More than half (61%) of respondents reported that their teams are practicing observability, an 8% increase from 2020, signaling that overall adoption is on the rise, according to a 2021 survey from Honeycomb with over 400 responses from across multiple industries and organization sizes.

However, the majority of respondents indicated their teams are at the earliest stages of observability maturity.

Key findings include:

Observability is gaining traction

61% of respondents reported that their teams are currently practicing observability, an increase of 8% from last year. That increase is sharply reflected across individual teams (up 7%) as opposed to entire organizations (up only 1%).

Mature teams realize more benefits

Teams on the higher end of the maturity spectrum realize more benefits than their less-mature counterparts. Teams that are mature in their observability practice realize even more impactful business outcomes, including deploying more frequently, being able to find bugs more quickly before and after pushing to production, and reduced burnout.
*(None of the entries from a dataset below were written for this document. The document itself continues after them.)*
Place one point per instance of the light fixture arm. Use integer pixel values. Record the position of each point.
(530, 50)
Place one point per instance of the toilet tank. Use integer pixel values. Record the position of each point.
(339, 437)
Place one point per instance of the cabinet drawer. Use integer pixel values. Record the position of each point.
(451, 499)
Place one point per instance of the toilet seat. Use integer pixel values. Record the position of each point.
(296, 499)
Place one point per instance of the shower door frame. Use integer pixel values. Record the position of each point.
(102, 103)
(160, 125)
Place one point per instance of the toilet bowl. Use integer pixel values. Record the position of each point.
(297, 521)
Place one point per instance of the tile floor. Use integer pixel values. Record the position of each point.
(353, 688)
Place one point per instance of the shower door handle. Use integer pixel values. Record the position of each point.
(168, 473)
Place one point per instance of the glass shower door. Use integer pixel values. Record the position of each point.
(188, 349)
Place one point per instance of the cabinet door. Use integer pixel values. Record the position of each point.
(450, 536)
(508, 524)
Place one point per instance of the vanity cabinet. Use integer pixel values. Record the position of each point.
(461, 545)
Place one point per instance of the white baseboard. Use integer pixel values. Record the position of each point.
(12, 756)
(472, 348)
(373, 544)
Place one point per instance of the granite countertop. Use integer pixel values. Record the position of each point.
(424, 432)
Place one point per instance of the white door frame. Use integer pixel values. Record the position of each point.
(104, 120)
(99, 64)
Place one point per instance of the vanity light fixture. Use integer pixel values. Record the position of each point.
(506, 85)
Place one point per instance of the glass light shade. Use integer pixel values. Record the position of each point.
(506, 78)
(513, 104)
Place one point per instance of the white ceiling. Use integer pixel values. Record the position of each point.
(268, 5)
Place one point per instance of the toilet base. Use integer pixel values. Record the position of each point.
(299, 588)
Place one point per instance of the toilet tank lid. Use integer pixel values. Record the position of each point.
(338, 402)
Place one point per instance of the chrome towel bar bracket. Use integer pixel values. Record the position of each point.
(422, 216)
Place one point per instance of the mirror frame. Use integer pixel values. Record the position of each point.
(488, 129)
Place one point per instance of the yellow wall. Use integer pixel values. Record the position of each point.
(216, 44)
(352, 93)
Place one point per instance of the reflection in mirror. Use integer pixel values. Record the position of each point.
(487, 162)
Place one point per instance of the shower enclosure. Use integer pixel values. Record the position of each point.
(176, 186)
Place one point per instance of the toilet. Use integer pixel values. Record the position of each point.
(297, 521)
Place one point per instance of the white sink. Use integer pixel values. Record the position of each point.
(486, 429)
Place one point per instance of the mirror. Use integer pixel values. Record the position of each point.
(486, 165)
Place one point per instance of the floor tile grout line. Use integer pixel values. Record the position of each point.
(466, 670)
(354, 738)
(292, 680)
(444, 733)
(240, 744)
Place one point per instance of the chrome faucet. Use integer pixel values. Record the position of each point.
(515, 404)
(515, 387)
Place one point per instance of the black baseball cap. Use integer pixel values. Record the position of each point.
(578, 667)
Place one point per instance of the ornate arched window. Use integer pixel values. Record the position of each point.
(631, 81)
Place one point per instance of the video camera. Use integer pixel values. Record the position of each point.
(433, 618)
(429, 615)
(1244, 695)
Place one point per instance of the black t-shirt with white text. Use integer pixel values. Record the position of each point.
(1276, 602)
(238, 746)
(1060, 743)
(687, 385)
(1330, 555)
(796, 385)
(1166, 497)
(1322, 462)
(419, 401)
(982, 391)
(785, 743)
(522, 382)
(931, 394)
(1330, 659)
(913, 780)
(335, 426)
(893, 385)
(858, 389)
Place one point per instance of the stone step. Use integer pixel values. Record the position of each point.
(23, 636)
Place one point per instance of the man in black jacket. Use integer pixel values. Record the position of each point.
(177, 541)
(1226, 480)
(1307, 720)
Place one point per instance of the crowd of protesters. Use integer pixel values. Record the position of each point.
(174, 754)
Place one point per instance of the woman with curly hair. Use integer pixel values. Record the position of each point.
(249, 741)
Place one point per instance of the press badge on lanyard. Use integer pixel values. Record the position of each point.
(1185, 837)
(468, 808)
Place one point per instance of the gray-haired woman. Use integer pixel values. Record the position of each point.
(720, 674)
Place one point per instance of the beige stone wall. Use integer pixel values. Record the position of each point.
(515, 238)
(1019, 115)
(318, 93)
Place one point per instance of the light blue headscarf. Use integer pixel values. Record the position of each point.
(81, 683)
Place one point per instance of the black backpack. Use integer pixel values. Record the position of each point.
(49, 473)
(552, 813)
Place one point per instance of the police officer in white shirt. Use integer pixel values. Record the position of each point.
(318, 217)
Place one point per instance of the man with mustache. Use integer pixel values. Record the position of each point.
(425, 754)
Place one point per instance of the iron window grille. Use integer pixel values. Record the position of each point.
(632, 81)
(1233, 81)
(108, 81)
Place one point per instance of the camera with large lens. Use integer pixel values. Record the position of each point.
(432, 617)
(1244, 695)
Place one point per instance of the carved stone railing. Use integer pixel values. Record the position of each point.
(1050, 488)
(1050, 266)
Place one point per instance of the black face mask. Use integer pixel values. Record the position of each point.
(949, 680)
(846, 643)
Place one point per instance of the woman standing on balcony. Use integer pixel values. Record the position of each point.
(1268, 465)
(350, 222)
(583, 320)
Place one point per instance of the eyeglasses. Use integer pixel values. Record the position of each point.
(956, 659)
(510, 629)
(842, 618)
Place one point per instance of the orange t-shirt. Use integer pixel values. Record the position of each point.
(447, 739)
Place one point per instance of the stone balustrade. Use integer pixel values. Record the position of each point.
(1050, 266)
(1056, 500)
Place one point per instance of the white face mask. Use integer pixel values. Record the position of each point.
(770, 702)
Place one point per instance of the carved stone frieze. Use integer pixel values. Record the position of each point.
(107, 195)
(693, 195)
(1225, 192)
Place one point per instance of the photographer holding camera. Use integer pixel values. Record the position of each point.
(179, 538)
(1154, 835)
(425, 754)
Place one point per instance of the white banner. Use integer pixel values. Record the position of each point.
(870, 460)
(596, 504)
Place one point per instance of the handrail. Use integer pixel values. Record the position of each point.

Mature teams deliver higher customer satisfaction

More-mature teams are also 3X more likely to deliver higher customer satisfaction. Teams that have achieved Intermediate or Advanced-level maturity reported their end-user customers are "Always Satisfied" with their service quality and capability at a rate of three times more than teams that do not practice observability.

Lack of implementation skills is a barrier

Lack of implementation skills is a disproportionate barrier for observability adoption. While interest in observability has gained significant momentum, organizations at the earliest stages of observability maturity report lack of implementation skills as the second-largest hurdle to observability adoption, indicating a need for more training options. All respondents indicated their primary hurdle was competing with other initiatives.

The Honeycomb maturity model outlines a progression of five distinct stages ranging from "Planning" or "Novice" (with limited observability capability and processes) to "Advanced" (with comprehensive processes). The highlights of this year's report indicate that:

■ 10% of those surveyed reported a combination of practices and tooling that reflect a highly observable system in the "Advanced" and "Intermediate" groups. These two groups highly prioritize observability: 50% practice observability across the organization and 43% on a team-by-team basis. Respondents also reported high public cloud use, and most work at large enterprises (57%) and in the tech industry (46%).

■ 37% of survey respondents fall into the "Novice" group. This group is more likely to self-report that they are practicing observability because they are using tools like logs, metrics, and traces. However, they also do not report having the key capabilities associated with practicing observability, such as having a comprehensive understanding of their systems, which suggests that respondents in this group may be focusing on the data needed for observability but not yet fully adopting the tools or practices of observability.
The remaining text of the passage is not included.